The Certification: How the Ministry of Justice Lent Its Seal to an Alleged Looting Operation

Perhaps the most institutionally disturbing element of the leaked documents is the Ministry of Justice Certificate of Drafting a Contract, dated 21 December 2023 and signed by Deng Cyer Rehan, who styled himself Counsel-General and Director of the Directorate of Contracts, Conventions, Treaties and Legal Aid.

The certificate states, in unambiguous terms, that the Directorate reviewed the contract of loan agreement worth USD 1,000,000 for the importation of petroleum products between Nile Petroleum Corporation and Afriland First Bank South Sudan.

The Ministry of Justice is not a rubber stamp.

Its Directorate of Contracts exists precisely to protect the state from entering into arrangements that are illegal, ultra vires, or contrary to public interest.

A properly functioning Directorate would not certify a contract without asking the basic questions: Does the borrower have board approval for this facility?

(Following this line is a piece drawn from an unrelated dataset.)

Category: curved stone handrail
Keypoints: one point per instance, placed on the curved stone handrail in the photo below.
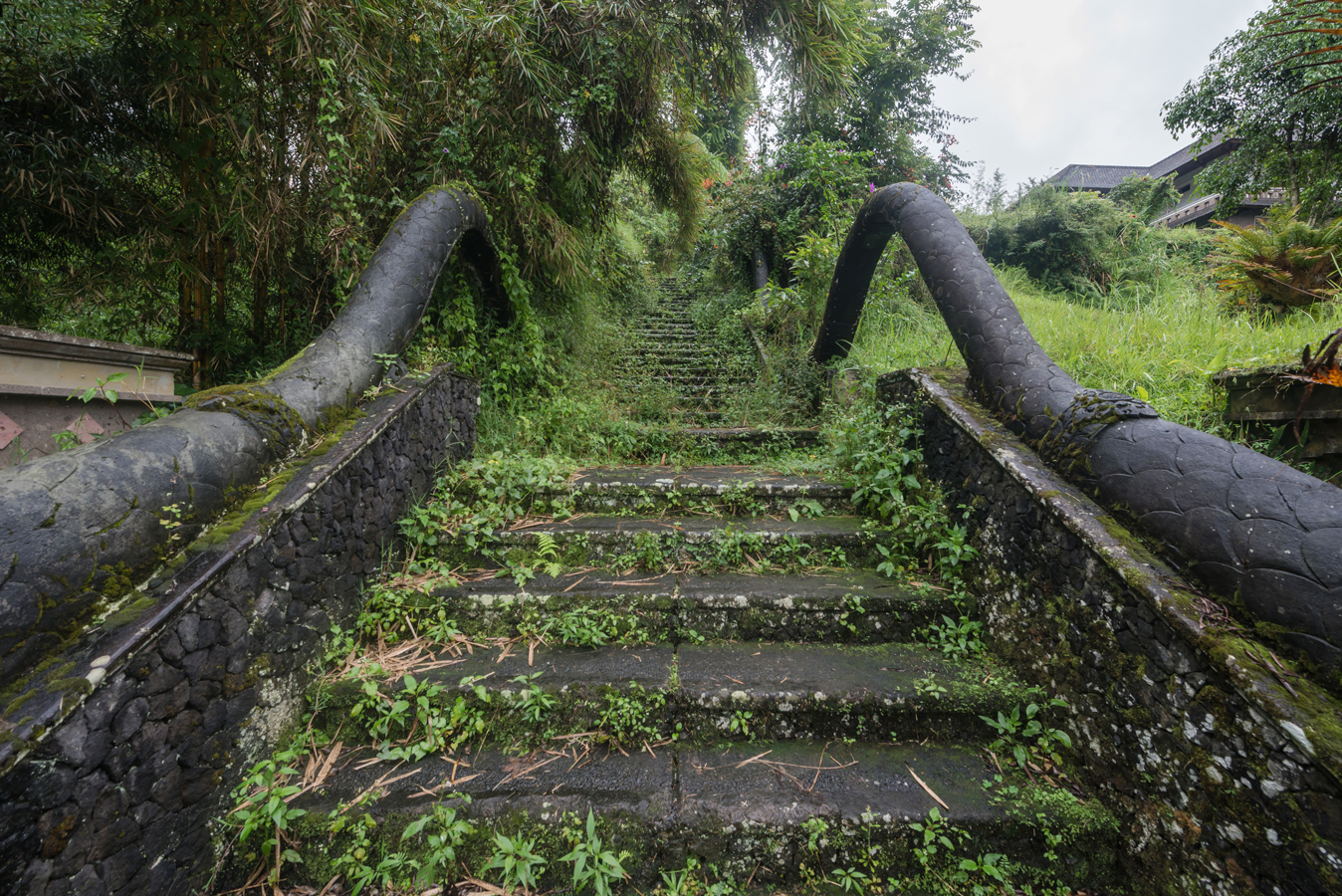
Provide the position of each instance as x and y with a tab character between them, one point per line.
1237	520
86	522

Has the relevant minister been consulted? Is the collateral being pledged proportionate to the loan amount? Are the interest terms commercially defensible for a public entity? Has the loan committee of the parent company signed off?

If those questions were asked and the answers were satisfactory, either the answers were fabricated or the Directorate was operating in a compromised environment. If they were not asked, the certification is worthless as a protection and raises serious questions about what the Directorate of Contracts, Conventions, Treaties and Legal Aid is actually for.

Deng Cyer Rehan’s signature sits on that document. His involvement in what whistleblowers describe as a structured looting scheme demands explanation.

The Pattern: Nilepet as a Recurring Instrument of Elite Capture

Nothing about the alleged Amuor scheme is novel within the history of Nilepet. The organisation has been documented as a vehicle for elite capture and personal enrichment since at least 2018, when Global Witness published its landmark report Capture on the Nile, which found that the company had fallen under the direct control of President Kiir’s inner circle and was being used to funnel millions in oil revenues to security services, ethnic militias and connected individuals. The report specifically identified Lt. Gen. Akol Koor, head of South Sudan’s feared Internal Security Bureau, as sitting on Nilepet’s board, and documented how letters of credit intended to finance fuel imports were diverted with minimal oversight.

Related Content:  Malawian Vice President Saulos Chilima Confirmed Dead In A Plane Crash

Amuor’s alleged scheme replicates the letters-of-credit architecture with a banking facility: borrow nominally for fuel importation, divert the proceeds through a subsidiary or associated mechanism, leave the collateral and repayment liability with the state institution.

What Amuor allegedly added to the model was the Ministry of Justice certification layer, which gave the transaction a veneer of legality that prior schemes had dispensed with.

The World Bank’s landmark January 2026 public finance review of South Sudan found that Nilepet has never published financial statements or undergone an independent audit. The 2019 National Petroleum and Gas Corporation Act, enacted during Amuor’s recent institutional memory period, increased the Office of the President’s control over the company while eliminating requirements for external reporting.

Nilepet’s website, the World Bank noted dryly, contains no annual or audit reports. Into this black box of unaccountable finance, Amuor allegedly walked with a banking agreement and a cooperative official at the Ministry of Justice.

The frequency with which Nilepet’s Managing Directors have been replaced without explanation is itself a signal of how the institution operates. President Kiir appointed Amuor in January 2023, replacing Dr. Chol Deng Thon for the second time.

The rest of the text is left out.